Discussions found on the web:
  1. Dave commented on Jul 27

    John Marshsall said, “The Power to tax is the power to destroy”, by this thinking we should replace to payroll tax with a carbon-fuel tax. Both are regressive and it would seem we want to encourage the increase of jobs and decrease the use of fuel….

    Tax “bad” things not good things…

    (Then higher fuel prices would be a tax on the economy…)

  2. james commented on Jul 27

    you cant dispute the facts stated above, and i certainly am not. i’d just like to ask when the folly of normative economic reasoning ends?

  3. Barry Ritholtz commented on Jul 27

    Dudes —

    what are on earth are you guys talkin about?

  4. james commented on Jul 27

    what’s the greater risk to teens barry? binge drinking, smoking, fast food, unsafe sex, automobiles, motorcylces, football, or soda pop? i’m sure we could conjure up an array of supply demand schedules that prove that if we raise the barriers to entry into these activities we could curb the fatalities/diseases in all of these activities. however, could we quantify the loss of our freedoms with such neat and handy graphs? and if we could – what would be the cost?

  5. james commented on Jul 27

    clarification – in my original post – i was refering to your post – not the comment made by dave – sorry

  6. Barry Ritholtz commented on Jul 28

    The point of the graph is to show that if we, as a society, want to curb a behavior, an effective strategy is to make it more expensive.

    The alternatives — massive PR campaigns, social pressure, etc., — aren’t nearly as effective.

    As to the “freedom” aspect — your every person’s freedom ends where someone else’s begins.
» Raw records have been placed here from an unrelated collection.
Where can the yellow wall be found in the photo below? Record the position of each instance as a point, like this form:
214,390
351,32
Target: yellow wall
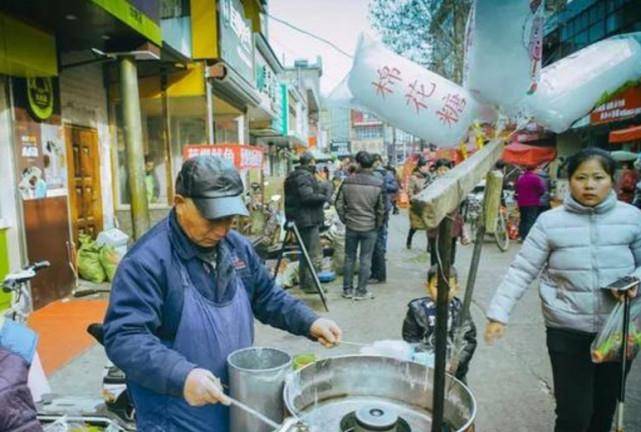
25,50
252,12
188,83
204,29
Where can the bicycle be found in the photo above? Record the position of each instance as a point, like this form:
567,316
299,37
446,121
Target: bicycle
55,412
Teens who drink often drive, and endanger others as well as themselves. Teens who use tobaco and become lifetime smokers impart a societal cost (second hand smoke, medical costs, productivity losses).

    As much as I believe in the free market, I do not have a problem with enlightened collective self interest, and appropriate legislation. If that means making it cost more for teens to drink or smoke, than so be it.